Men Experience Domestic Abuse Too – Things We Don’t Talk About


While not many people take the time to actually talk about it, women are not the only people at risk of domestic abuse as a whole. Sometimes men are the ones being abused and their pain is valid, period.

For those who do not know, 1 in 9 men experiences severe intimate partner physical violence. This could include stalking, injury, and other things of the sort. Sure, the average man isn’t going to want to admit that he has been or is being abused but that doesn’t mean it isn’t happening or doesn’t happen at all. While women are abused more frequently based on statistics, men also face abuse and that should be something everyone is aware of.

Facing violence from your significant other is something that can really catch you off guard or make you feel quite strange. Many people believe the things they’re facing are their own fault, and so they allow them to continue. When it comes to men specifically sometimes when they reach out they are ridiculed by those around them who just don’t understand that men can be abused too.

Domestic violence — also known as intimate partner violence — occurs between people in an intimate relationship. Domestic violence against men can take many forms, including emotional, sexual and physical abuse and threats of abuse. It can happen in heterosexual or same-sex relationships.


Abusive relationships always involve an imbalance of power and control. An abuser uses intimidating, hurtful words and behaviors to control his or her partner.

It might not be easy to recognize domestic violence against men. Early in the relationship, your partner might seem attentive, generous and protective in ways that later turn out to be controlling and frightening. Initially, the abuse might appear as isolated incidents.
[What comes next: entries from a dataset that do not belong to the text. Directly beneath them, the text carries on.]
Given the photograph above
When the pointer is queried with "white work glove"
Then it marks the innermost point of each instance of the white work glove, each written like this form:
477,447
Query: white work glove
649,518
Your partner might apologize and promise not to abuse you again.

You might be experiencing domestic violence if your partner:

Calls you names, insults you or puts you down.

Prevents you from going to work or school.
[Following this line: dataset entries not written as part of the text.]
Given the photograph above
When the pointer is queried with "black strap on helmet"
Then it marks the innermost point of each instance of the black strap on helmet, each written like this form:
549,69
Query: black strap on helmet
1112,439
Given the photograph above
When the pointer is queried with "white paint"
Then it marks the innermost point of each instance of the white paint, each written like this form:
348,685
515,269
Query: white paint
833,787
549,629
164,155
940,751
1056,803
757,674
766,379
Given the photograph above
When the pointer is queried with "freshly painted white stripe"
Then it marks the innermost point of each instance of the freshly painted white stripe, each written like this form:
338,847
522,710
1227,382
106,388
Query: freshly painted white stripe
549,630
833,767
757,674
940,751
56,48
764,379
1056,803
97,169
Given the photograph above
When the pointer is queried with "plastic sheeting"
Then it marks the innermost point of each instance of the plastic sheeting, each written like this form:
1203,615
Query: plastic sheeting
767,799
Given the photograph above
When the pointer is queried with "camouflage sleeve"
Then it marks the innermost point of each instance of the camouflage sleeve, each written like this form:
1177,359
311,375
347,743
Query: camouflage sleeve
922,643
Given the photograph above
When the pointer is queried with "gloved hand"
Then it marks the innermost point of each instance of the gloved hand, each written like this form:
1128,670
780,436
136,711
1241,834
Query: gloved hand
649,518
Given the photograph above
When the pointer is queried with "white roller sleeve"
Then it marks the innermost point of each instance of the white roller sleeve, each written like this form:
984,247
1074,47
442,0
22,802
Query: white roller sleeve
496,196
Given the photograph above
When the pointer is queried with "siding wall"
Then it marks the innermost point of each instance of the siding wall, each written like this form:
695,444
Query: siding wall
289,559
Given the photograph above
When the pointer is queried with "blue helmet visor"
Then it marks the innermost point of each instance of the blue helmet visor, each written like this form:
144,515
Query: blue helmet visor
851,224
Stops you from seeing family members or friends.

Tries to control how you spend money, where you go or what you wear.

Acts jealous or possessive or constantly accuses you of being unfaithful.

Gets angry when drinking alcohol or using drugs.
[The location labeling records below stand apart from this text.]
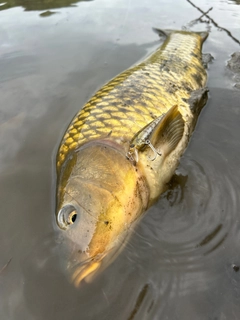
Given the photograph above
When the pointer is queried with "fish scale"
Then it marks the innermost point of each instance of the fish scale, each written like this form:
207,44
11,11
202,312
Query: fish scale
140,94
Threatens you with violence or a weapon.

Hits, kicks, shoves, slaps, chokes or otherwise hurts you, your children or your pets.

Forces you to have sex or engage in sexual acts against your will.

Blames you for his or her violent behavior or tells you that you deserve it.

If you’re a man in an abusive relationship you need to know that this is something that happens and your feelings are not invalid just because others don’t understand them. Abuse in men when it comes to relationships is much more common than most people realize. You should not feel embarrassed about reaching out and if you’re being abused, you need to get help so that you can get out of the relationship and move onto something that’s not toxic.

Domestic violence and abuse can have a serious physical and psychological impact. The first step to protecting yourself and stopping the abuse is to reach out. Talk to a friend, family member, or someone else you trust, or call a domestic violence helpline.

Admitting the problem and seeking help doesn’t mean you have failed as a man or as a husband. You are not to blame, and you are not weak. As well as offering a sense of relief and providing some much-needed support, sharing details of your abuse can also be the first step in building a case against your abuser.

When dealing with your abusive partner:

Leave if possible. Be aware of any signs that may trigger a violent response from your partner and be ready to leave quickly. If you need to stay to protect your children, call emergency services. The police have an obligation to protect you, just as they do for a female victim.

Never retaliate. An abusive partner may try to provoke you into retaliating or using force to escape the situation. If you do retaliate, you’re putting yourself at risk of being arrested or removed from your home.

Get evidence of the abuse. Report all incidents to the police and get a copy of each police report. Keep a journal of all abuse with a clear record of dates, times, and any witnesses. Include a photographic record of your injuries and make sure your doctor or hospital also documents your injuries. Remember, medical personnel aren’t likely to ask if a man is a victim of domestic violence, so it’s up to you to ensure that the cause of your injuries are documented.

Keep a mobile phone, evidence of the abuse, and other important documents close at hand. If you have to leave instantly in order to escape the abuse, you’ll need to take with you evidence of the abuse and important documents, such as a passport and driver’s license. It may be safer to keep these items outside of the home.

Obtain advice from a domestic violence program or legal aid resource about getting a restraining order or order of protection against your partner and, if necessary, seeking temporary custody of your children.

Just because you don’t hear about it often doesn’t mean it isn’t happening. You are capable of healing and moving on properly if you take the steps needed. For more on this topic please check out the video below. Your wellbeing matters and you deserve to live a life with someone who isn’t beating you down.